DistOS 2014W Lecture 12
Introduction
Chubby, developed at Google, was designed to be a coarse-grained locking service for use within loosely coupled distributed systems (i.e., a network consisting of a high number of small machines). The key contribution was the implementation of Chubby (i.e., there were no new algorithms designed/introduced).
Its purpose is to allow clients to synchronize their activities and to agree on basic information about their environment. It is used to varying degrees by other Google project such as the GFS, MapReduce, and BigTable.
By course grained locking, we mean locking resources for extended lengths of time. For example, electing a primary would handle all access to given data for hours or days.
It is basically a ultra reliable and available file system for very small files that is used as a locking service.
Anil: "Once implemented, Chubby abstracts away all the crazy complicated stuff so you can more easily build your distributed system". Chubby is a tool that gives Google devs important guarantees to build on.
Design
The funny thing is that Chubby is essentially a filesystem (with files, file permissions, reading/writing, a hierarchal structure, etc.) with a few caveats.
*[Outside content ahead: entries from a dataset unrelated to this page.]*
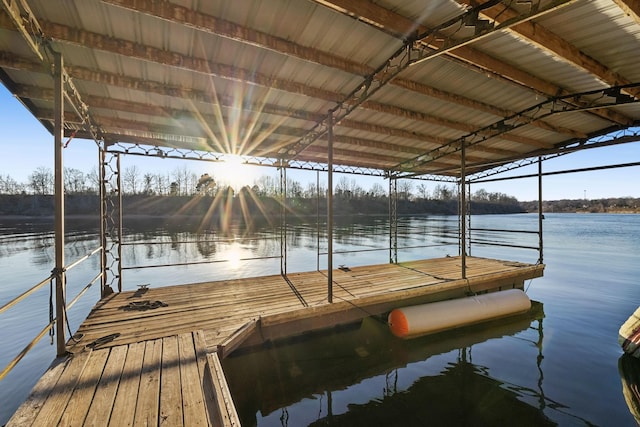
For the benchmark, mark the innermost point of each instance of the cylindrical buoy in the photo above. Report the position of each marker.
(409, 322)
(629, 334)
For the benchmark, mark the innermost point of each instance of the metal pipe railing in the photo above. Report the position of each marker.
(9, 367)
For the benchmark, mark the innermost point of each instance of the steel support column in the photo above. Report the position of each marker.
(59, 273)
(463, 212)
(469, 219)
(111, 210)
(318, 220)
(283, 219)
(103, 230)
(393, 220)
(330, 208)
(540, 214)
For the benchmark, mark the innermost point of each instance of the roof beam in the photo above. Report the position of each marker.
(402, 27)
(630, 7)
(543, 109)
(206, 97)
(26, 23)
(551, 42)
(213, 25)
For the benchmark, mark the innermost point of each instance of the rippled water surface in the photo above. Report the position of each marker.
(559, 367)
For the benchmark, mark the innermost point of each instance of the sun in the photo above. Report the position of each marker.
(235, 172)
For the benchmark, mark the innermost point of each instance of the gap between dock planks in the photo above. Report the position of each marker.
(157, 382)
(220, 308)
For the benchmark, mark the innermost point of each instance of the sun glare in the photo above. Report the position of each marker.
(233, 171)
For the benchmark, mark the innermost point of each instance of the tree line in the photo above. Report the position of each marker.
(183, 182)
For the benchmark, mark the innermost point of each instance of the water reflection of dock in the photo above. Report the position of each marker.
(162, 345)
(282, 375)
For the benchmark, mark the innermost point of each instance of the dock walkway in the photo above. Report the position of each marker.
(153, 356)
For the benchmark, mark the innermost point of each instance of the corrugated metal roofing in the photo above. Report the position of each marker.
(259, 77)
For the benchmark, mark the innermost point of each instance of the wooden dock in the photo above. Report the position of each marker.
(153, 356)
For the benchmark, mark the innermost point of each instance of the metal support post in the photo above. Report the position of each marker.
(317, 220)
(469, 219)
(103, 230)
(463, 212)
(540, 214)
(283, 219)
(330, 208)
(59, 272)
(393, 220)
(119, 179)
(111, 210)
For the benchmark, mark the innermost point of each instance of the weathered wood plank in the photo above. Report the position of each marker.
(82, 395)
(192, 392)
(170, 384)
(149, 390)
(99, 412)
(223, 408)
(41, 391)
(57, 401)
(124, 407)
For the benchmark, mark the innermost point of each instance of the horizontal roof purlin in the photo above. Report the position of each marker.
(406, 88)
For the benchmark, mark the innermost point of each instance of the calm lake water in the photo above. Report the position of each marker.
(559, 368)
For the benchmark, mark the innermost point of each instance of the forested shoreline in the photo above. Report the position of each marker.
(244, 204)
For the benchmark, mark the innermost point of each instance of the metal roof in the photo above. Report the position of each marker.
(408, 84)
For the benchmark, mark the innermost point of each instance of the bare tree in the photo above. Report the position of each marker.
(267, 186)
(147, 183)
(377, 191)
(404, 189)
(93, 180)
(74, 181)
(9, 185)
(131, 179)
(41, 181)
(206, 185)
(423, 191)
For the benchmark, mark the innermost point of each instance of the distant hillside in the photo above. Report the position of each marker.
(238, 206)
(612, 205)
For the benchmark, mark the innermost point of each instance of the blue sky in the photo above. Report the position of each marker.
(26, 145)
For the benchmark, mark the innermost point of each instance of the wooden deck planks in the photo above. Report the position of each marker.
(220, 308)
(124, 406)
(171, 396)
(105, 395)
(156, 371)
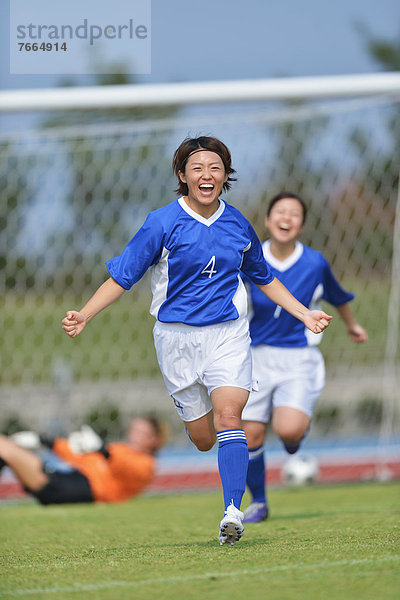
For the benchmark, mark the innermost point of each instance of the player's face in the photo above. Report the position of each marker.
(285, 222)
(205, 176)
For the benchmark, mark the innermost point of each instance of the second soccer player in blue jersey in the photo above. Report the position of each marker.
(196, 247)
(287, 365)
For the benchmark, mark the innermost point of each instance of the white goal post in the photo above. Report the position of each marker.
(122, 96)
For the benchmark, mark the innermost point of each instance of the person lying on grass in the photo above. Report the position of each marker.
(83, 468)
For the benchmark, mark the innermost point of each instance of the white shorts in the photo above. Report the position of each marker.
(291, 377)
(194, 361)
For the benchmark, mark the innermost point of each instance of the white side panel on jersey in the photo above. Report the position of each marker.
(239, 299)
(313, 339)
(159, 282)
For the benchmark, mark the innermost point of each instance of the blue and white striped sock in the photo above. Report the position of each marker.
(233, 460)
(256, 474)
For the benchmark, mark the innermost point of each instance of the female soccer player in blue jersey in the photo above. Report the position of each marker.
(196, 247)
(287, 364)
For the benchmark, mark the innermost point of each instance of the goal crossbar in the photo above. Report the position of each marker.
(123, 96)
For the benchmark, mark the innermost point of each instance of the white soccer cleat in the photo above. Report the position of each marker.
(231, 527)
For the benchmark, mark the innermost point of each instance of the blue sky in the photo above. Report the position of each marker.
(241, 39)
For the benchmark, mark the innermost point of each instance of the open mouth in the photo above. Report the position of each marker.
(206, 188)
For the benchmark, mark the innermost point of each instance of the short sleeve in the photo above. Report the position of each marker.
(139, 254)
(254, 265)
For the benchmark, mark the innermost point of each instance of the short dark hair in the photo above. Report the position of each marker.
(283, 195)
(190, 145)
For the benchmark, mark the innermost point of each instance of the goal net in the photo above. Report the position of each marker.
(76, 185)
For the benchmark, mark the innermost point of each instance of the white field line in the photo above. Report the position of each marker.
(202, 576)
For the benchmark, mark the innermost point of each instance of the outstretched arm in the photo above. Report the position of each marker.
(315, 320)
(357, 333)
(75, 321)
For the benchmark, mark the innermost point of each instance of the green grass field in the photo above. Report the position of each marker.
(339, 542)
(119, 344)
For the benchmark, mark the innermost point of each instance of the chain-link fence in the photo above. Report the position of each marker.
(74, 190)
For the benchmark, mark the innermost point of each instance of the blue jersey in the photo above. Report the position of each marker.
(308, 276)
(195, 263)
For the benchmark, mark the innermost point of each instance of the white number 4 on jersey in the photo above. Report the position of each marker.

Mainly that any file can act as a reader/writer lock and that only whole file operations are performed (i.e., the whole file is written or read), as the files are quite small (256K max).
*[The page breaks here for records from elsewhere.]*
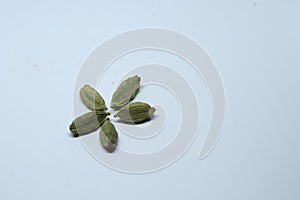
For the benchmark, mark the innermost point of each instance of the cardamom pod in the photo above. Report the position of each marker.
(91, 98)
(136, 112)
(88, 122)
(108, 136)
(126, 91)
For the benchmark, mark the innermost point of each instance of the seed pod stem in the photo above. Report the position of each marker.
(108, 136)
(126, 91)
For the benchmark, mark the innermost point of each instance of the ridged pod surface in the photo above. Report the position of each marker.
(126, 91)
(91, 98)
(136, 112)
(88, 122)
(108, 136)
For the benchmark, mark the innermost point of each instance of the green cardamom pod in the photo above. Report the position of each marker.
(91, 98)
(126, 91)
(88, 122)
(136, 112)
(108, 136)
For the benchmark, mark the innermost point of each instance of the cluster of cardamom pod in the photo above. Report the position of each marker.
(134, 113)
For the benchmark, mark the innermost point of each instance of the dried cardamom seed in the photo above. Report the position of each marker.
(136, 112)
(108, 136)
(88, 122)
(91, 98)
(126, 91)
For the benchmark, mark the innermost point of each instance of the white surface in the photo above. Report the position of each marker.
(255, 45)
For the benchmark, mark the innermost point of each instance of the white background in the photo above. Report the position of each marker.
(255, 45)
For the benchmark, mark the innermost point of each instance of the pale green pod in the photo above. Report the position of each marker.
(91, 98)
(136, 112)
(88, 123)
(126, 91)
(108, 136)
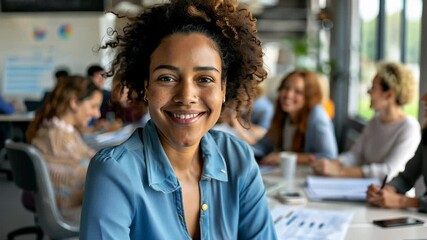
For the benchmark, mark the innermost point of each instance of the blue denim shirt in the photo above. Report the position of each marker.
(132, 192)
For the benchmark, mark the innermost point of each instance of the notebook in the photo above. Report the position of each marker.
(347, 189)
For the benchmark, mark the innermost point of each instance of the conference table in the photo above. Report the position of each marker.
(361, 226)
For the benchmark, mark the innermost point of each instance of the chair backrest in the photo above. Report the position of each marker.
(31, 173)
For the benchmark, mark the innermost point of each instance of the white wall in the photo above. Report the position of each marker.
(75, 51)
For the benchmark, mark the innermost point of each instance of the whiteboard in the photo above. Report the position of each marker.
(33, 46)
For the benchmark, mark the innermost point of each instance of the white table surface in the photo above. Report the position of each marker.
(361, 226)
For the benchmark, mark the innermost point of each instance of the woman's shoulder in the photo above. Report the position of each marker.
(130, 148)
(411, 122)
(236, 153)
(222, 137)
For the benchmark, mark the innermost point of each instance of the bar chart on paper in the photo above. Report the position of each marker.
(298, 224)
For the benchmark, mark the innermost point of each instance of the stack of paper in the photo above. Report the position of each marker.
(302, 224)
(352, 189)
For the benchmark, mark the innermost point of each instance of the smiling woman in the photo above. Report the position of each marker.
(176, 178)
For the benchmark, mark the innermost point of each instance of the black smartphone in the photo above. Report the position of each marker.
(396, 222)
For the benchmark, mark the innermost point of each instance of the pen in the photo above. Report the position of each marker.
(383, 184)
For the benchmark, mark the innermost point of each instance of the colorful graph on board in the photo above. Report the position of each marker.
(39, 34)
(65, 31)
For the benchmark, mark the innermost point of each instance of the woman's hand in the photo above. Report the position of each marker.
(271, 159)
(326, 167)
(385, 198)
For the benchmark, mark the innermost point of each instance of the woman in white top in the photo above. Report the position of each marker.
(390, 139)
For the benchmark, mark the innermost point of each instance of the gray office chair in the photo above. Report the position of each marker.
(30, 173)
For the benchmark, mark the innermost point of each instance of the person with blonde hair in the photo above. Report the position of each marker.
(393, 193)
(54, 132)
(176, 178)
(389, 139)
(300, 123)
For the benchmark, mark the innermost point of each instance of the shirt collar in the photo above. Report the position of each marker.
(161, 176)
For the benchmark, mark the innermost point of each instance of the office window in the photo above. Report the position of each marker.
(369, 11)
(390, 31)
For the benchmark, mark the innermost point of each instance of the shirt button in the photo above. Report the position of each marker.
(204, 207)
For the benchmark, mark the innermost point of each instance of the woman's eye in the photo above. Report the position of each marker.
(205, 80)
(166, 79)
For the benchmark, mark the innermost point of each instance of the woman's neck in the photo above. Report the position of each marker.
(186, 162)
(391, 114)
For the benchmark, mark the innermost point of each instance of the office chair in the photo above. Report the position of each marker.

All the locks are fully advisory, meaning others can "go around" whoever has the lock to access the resource (for reading and, sometimes, writing), as opposed to mandatory, mandatory locks giving completely exclusive access to a resource.
It can be noted that Linux also utilizes advisory locks as opposed to Windows, which only utilizes mandatory locks. This could be a shortcoming of Windows as, when anything changes regarding the system, the system must be completely rebooted as the locks on files are never broken. With advisory locks, as in Linux, the system need only be rebooted when the kernel is modified/updated.
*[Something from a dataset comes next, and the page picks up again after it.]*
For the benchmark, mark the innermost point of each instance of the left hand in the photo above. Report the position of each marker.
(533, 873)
Chubby also functions as a name server, but only really for functional names/roles , such as for the mail server or a GFS server (i.e., Chubby is mainly used as a name server for logical/symbolic names for roles). It is a centralized place that maps names to resources. A unified interface to do so. The name-value mappings in Chubby allow for a consistent, real-time, overall view of the entire system.
As a name server, Chubby provides guarantees not given with DNS (e.g., DNS is subject to a stale cache) as Chubby provides a unified view of the way things are in the system.
Chubby was made coarse-grained for scalability as coarse-grained locks give the ability to create a distributed system while the fine-grained locks wouldn't scale well. It can also be noted that a fine-grained lock could be implemented on top of the coarse-grained locks. The entire point of Chubby was to give ultra-high availability and integrity.
Implementation
- Uses paxos, which is an insanely complicated way of solving the distributed consensus problem.
- Given many proposed values, it chooses one to be agreed upon.
- Master chubby server with 4 slaves (5 servers total make up a Chubby Cell)
- Master and slaves have all the data.
- Nothing particularity special about the master
- If the master fails, one slave is elected as a new master
use cases
Discussion
Where else do we see things such as Chubby? Where would you want this consistent, overall view?
You would want this consistent view in any sort of synchronized set of files across a set of systems, such as Dropbox. The main tenants of Chubby's design would hold where you would want to make sure there was an online consensus. It should be noted that this is not like version control as, with version control, everyone has their own copy which are all merged later. However, in this type of system, there is only one version available throughout the distributed system. Chubby's design would differ from Dropbox in that Dropbox is designed so that you can work offline and then synchronize your changes once you are online again (i.e., there can sometimes be more than one version of a file meaning you lack the consistent, overall view given by Chubby).